The bodies of the women were found early on Thursday at the Information Centre of Kurdistan in the city centre, a police source said.
An employee of the centre, which has close links to Kurdistan Workers Party (PKK), told French broadcaster i<Tele that one of the dead was a founding member of the group, which is fighting for greater Kurdish autonomy.
The Firat news agency, which is close to the PKK, said another victim was the Paris representative of the Brussels-based Kurdistan National Congress political group.
"There is no doubt this was politically motivated," Berivan Akyol, the centre employee, told i<Tele.

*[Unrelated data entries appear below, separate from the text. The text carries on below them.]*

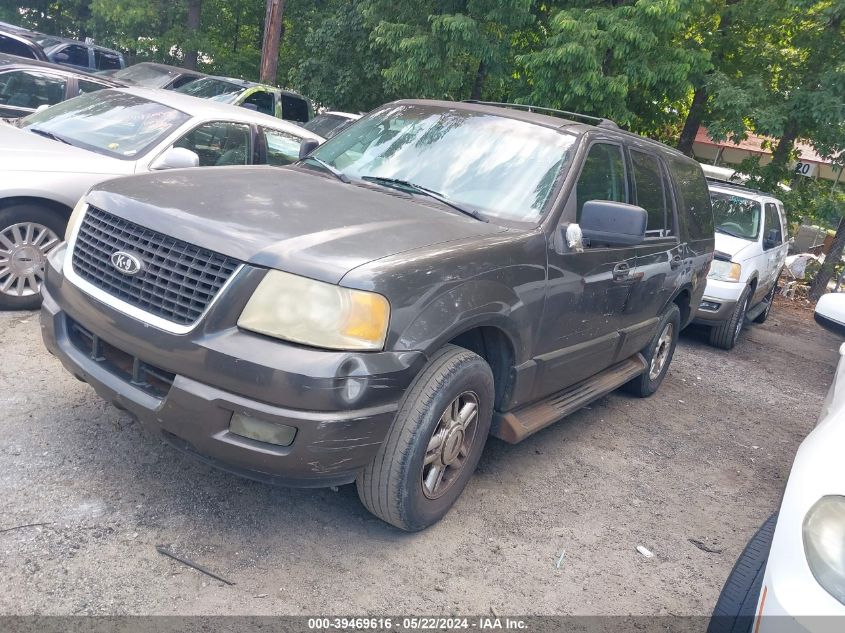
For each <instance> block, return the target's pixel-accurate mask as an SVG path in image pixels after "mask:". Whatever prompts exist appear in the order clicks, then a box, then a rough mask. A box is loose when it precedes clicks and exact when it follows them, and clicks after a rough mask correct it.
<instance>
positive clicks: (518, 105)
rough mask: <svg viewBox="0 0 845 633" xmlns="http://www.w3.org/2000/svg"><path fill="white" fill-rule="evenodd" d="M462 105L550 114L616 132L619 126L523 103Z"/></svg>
mask: <svg viewBox="0 0 845 633" xmlns="http://www.w3.org/2000/svg"><path fill="white" fill-rule="evenodd" d="M464 103H477V104H478V105H490V106H497V107H499V108H512V109H514V110H524V111H526V112H537V113H538V114H550V115H552V116H559V117H562V118H569V119H581V120H583V121H586V122H587V123H593V124H595V125H596V127H606V128H611V129H614V130H618V129H619V126H618V125H616V123H615V122H614V121H611V120H610V119H603V118H602V117H597V116H591V115H589V114H581V113H580V112H569V111H567V110H555V109H554V108H543V107H541V106H532V105H528V104H524V103H500V102H498V101H479V100H478V99H465V100H464Z"/></svg>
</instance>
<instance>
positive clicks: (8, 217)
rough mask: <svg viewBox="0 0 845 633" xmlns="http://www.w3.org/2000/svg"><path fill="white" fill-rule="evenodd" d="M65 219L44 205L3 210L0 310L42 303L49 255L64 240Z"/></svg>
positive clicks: (36, 305)
mask: <svg viewBox="0 0 845 633" xmlns="http://www.w3.org/2000/svg"><path fill="white" fill-rule="evenodd" d="M65 224H66V222H65V219H64V218H62V217H60V216H59V215H58V214H57V213H55V212H52V211H50V210H48V209H44V208H42V207H33V206H29V205H14V206H10V207H6V208H5V209H0V310H34V309H36V308H37V307H38V306H39V305H41V282H42V281H43V279H44V262H45V260H46V258H47V255H48V254H49V253H50V251H51V250H53V249H54V248H55V247H56V246H58V245H59V243H60V242H61V238H60V237H59V236H60V235H61V234H63V233H64V228H65Z"/></svg>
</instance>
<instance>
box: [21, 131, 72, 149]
mask: <svg viewBox="0 0 845 633" xmlns="http://www.w3.org/2000/svg"><path fill="white" fill-rule="evenodd" d="M29 131H30V132H32V133H33V134H38V135H39V136H43V137H45V138H49V139H51V140H53V141H59V142H60V143H64V144H65V145H73V143H71V142H70V141H69V140H67V139H66V138H62V137H61V136H59V135H58V134H53V133H52V132H48V131H47V130H42V129H41V128H37V127H31V128H29Z"/></svg>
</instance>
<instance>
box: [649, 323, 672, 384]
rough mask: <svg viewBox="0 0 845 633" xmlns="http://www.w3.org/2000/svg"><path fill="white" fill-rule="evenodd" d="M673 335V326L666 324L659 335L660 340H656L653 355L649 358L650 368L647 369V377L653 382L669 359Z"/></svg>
mask: <svg viewBox="0 0 845 633" xmlns="http://www.w3.org/2000/svg"><path fill="white" fill-rule="evenodd" d="M674 334H675V326H674V325H672V324H671V323H667V324H666V326H665V327H664V328H663V331H662V332H661V333H660V338H658V339H657V346H656V347H655V350H654V355H653V356H652V357H651V366H650V367H649V371H648V377H649V378H650V379H651V380H654V379H655V378H657V377H658V376H659V375H660V372H662V371H663V368H664V367H665V366H666V361H667V360H668V359H669V353H670V352H671V350H672V337H673V336H674Z"/></svg>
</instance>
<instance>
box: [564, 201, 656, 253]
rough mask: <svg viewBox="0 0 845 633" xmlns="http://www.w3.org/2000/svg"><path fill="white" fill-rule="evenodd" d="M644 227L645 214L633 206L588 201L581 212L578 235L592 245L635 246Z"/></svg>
mask: <svg viewBox="0 0 845 633" xmlns="http://www.w3.org/2000/svg"><path fill="white" fill-rule="evenodd" d="M647 225H648V213H646V210H645V209H643V208H642V207H638V206H635V205H633V204H625V203H624V202H612V201H610V200H589V201H587V202H585V203H584V206H583V208H582V209H581V222H580V226H581V233H582V235H583V236H584V239H585V240H589V241H590V243H591V244H592V245H597V244H602V245H607V246H637V245H638V244H642V242H643V240H644V239H645V232H646V226H647Z"/></svg>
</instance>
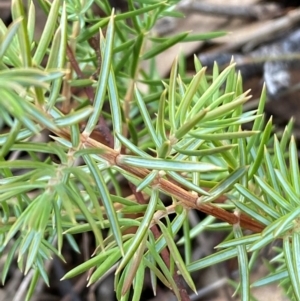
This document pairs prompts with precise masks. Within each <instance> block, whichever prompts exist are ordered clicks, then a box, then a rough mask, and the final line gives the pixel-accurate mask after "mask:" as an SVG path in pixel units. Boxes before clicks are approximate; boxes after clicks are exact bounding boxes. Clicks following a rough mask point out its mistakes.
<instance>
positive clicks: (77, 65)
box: [67, 45, 114, 148]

Police launched a murder investigation after discovering the bodies, along with three shell casings, in a room of the Centre in central Paris, the source said, adding that their nationality was Turkish.
The PKK has waged a 28-year insurgency against the Turkish state in which more than 40,000 people are estimated to have been killed.
The Turkish government has recently acknowledged holding talks with the organization's jailed leader, Abdullah Ocalan.
They have agreed a framework for a peace plan, according to Turkish media reports.
Firat said two of those killed were shot in the head and one in the stomach, and that the murder weapon was believed to have been fitted with a silencer.
"A couple of colleagues saw blood stains at the door. When they broke the door open and entered they saw the three women had been executed," French Kurdish Associations Federation Chairman Mehmet Ulker was reported as saying by Firat.
Turkish broadcasters reported police as saying the women had links to the PKK and could have been the victims of executions conducted within the group.
The PKK is designated a terrorist group by Turkey, the United States and European Union.